An interesting innovation in Nitro PDF is the ability to create a PDF file from scratch, from a blank page. (Oddly, though, you can't specify a page size). But since Nitro gives you no page layout tools other than a layout grid, you have to ask why you'd do this in the first place. Without rulers or ruler guides, there's no way to place or size anything precisely. The only way to get an object onto such a page is with cut-and-paste.

Click here to view two slides of Nitro

In fact, you can cut any object from another program and paste it into a PDF page, which can be very useful. The new object simply sits on top of the existing page image, so integrating it into the layout may not always work in the absence of page layout tools such as those that control stacking order. You can also use cut-and-paste to export images from a PDF file, which is also very sensible idea.

Any object on a PDF page in Nitro can be rotated using a handle that appears on the object frame when selected. You can rescale placed images by dragging a corner point, but strangely, although holding down the Control key constrains the image's proportions, the effect isn't visible in the outline of the image box as it's being dragged—you can't see what your scaled image will look like until you've released the mouse button. It's a nice feature that is badly implemented.

Next Page: Text editing should not be so difficult.

In general, this is a program that feels rushed to market, with too many gaps, loose ends and bugs, such as the way it blocks the automatic pop-up action of the Windows Task Bar when it's set to Auto-Hide. (ARTS PDF has promised future fixes to the problems I asked about, but that doesn't help today. The company has scheduled an update release for July.)

Features of the program that look good on paper are often not so great in reality. To give you a sense of this, let's use Nitro to edit some text in a sample PDF file. You choose the Text Edit tool with its I-beam cursor and select text in the normal way. Now let's change the typeface. Right-click on the selected text to access a pop-up interactive list of the text's properties—very nice. Let's the change the typeface using another installed font, say, Adobe Garamond. But where is it? It doesn't appear in the pop-up font list because Nitro PDF doesn't support editing using OpenType (.otf) fonts. So let's try Bitstream's American Garamond. Sorry, PostScript Type 1 fonts don't appear either, for the same reason. OK, let's try good old TrueType Arial. Whoops. We're warned that we can't do that either because Arial's font encoding doesn't match that of the currently used embedded font, Rotis Sans. None of this appears in the manual. All of these things work perfectly well in the current version of Acrobat.

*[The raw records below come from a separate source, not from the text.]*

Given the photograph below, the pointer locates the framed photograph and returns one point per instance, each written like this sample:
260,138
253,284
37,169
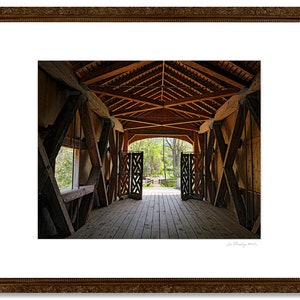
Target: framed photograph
215,59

One more thing: Although ARTS PDF claims that the minimum recommended platform for the program is a Pentium II PC with a 233MHz clock speed, when I tested the program on an old IBM Pentium II with a 350MHz processor, it was so slow that it was essentially unusable. For most publishers, this won't be an issue, but any potential home users should take note. The much bulkier Acrobat 7 Professional performed adequately on the same machine.

Conclusion

ARTS PDF is touting their competition with Adobe and Acrobat as "The PDF Wars." But they're rushing to battle ill-armed. Nitro PDF is based on the very competent PDF engine created by Japan's Zeon Corp, but this implementation feels slapdash. ARTS PDF notes that it's out for a slice of what it calls the "$1-billion PDF market," and it can thrive as a company with a small slice of that pie. But it's not going to get it from the publishing community, who need more than Nitro PDF offers.